Paragraaf 7.2.3 Memorie van Toelichting
Recht op het uitruilen van (een deel van) de ouderdomspensioenuitkering voor een partnerpensioen
Deze wet kent naast het reeds in de PSW bestaande recht op uitruil van partnerpensioen in een hoger of eerder ingaand ouderdomspensioen ook het recht op omgekeerde uitruil, te weten het uitruilen van het opgebouwde ouderdomspensioen of een deel daarvan voor een partnerpensioen.

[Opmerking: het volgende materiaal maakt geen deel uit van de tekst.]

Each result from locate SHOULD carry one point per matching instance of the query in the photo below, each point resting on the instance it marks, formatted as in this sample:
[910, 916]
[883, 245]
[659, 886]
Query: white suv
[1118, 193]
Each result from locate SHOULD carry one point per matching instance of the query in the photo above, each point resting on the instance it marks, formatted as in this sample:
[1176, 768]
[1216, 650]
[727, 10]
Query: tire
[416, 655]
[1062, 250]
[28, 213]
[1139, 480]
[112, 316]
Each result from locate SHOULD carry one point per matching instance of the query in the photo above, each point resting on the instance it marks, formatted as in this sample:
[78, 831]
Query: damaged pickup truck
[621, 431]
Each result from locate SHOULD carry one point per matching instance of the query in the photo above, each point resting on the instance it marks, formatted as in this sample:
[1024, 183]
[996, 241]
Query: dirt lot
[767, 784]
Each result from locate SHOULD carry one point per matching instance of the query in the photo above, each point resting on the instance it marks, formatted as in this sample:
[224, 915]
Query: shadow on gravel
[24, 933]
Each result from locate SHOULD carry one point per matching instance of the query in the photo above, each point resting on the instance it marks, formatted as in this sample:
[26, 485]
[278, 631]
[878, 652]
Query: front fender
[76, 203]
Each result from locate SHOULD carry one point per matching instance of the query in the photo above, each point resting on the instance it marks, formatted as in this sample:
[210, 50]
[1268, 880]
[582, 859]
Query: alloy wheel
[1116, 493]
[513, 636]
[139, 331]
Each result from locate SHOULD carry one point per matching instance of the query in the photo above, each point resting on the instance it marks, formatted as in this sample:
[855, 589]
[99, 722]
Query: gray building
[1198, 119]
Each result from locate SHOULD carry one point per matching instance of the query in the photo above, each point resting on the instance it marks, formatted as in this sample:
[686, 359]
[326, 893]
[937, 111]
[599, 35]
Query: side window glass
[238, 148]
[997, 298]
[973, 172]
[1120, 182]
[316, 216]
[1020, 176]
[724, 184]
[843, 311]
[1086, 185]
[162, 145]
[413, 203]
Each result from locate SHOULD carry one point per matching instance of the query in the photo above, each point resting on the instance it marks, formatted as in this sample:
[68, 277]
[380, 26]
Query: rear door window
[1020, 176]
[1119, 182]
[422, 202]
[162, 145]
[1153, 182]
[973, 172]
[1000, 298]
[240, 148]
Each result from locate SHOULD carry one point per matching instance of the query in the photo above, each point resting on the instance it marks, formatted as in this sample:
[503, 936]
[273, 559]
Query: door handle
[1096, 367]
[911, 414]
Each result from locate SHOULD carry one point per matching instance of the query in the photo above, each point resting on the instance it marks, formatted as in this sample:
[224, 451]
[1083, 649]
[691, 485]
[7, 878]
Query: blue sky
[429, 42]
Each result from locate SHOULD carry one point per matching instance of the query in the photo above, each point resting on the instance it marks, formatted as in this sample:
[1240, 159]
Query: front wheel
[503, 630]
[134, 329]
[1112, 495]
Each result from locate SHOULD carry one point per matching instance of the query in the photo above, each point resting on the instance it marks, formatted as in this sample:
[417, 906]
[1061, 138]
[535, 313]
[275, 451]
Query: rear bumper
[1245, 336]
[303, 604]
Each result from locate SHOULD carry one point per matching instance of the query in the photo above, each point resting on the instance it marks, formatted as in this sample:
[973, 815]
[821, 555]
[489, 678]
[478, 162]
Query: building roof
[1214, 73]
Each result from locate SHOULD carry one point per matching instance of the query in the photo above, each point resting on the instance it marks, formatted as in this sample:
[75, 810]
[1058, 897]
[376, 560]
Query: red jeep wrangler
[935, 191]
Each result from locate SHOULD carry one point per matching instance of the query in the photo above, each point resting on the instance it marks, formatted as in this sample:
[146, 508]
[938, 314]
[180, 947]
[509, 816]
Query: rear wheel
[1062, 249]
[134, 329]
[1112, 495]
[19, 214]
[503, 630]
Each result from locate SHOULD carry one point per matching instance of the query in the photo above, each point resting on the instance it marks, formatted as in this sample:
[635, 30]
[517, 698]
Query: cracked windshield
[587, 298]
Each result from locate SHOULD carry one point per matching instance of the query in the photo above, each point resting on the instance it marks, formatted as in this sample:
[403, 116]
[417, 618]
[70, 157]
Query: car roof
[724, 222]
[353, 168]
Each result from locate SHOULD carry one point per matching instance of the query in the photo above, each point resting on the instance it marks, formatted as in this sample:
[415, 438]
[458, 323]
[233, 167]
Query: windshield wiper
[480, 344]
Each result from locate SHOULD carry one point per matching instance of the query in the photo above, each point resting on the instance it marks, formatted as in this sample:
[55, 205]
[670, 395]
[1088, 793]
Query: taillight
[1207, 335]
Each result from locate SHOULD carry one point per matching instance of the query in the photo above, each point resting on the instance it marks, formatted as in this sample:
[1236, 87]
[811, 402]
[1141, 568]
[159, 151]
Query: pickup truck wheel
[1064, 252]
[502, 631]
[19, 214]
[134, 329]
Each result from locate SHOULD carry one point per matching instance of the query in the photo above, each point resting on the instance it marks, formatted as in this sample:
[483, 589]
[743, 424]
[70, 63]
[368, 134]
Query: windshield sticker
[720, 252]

Met deze wettelijke regeling wordt tegemoetgekomen aan de motie van de leden Omtzigt en Depla d.d. 10 december 2003 (Kamerstukken II 2003/04, 29 257, nr. 6). In deze motie is overwogen dat een goed partnerpensioen voor na 65 een essentieel onderdeel is van een goede pensioenregeling.

De deelnemer heeft vanaf inwerkingtreding van dit wetsvoorstel de mogelijkheid om zijn ouderdomspensioen of een deel daarvan in te zetten om zijn partner te verzekeren van een partnerpensioen voor het geval de deelnemer komt te overlijden. Dit uitruilrecht is vooral van belang voor deelnemers in pensioenregelingen zonder partnerpensioen, met een klein partnerpensioen, dan wel pensioenregelingen met een partnerpensioen op risicobasis dat slechts loopt tot aan de datum waarop het ouderdomspensioen ingaat. Bepaald wordt dat er minimaal één moment, te weten het moment waarop de ouderdomspensioenuitkering ingaat, is waarop zo’n keuzemogelijkheid geboden wordt.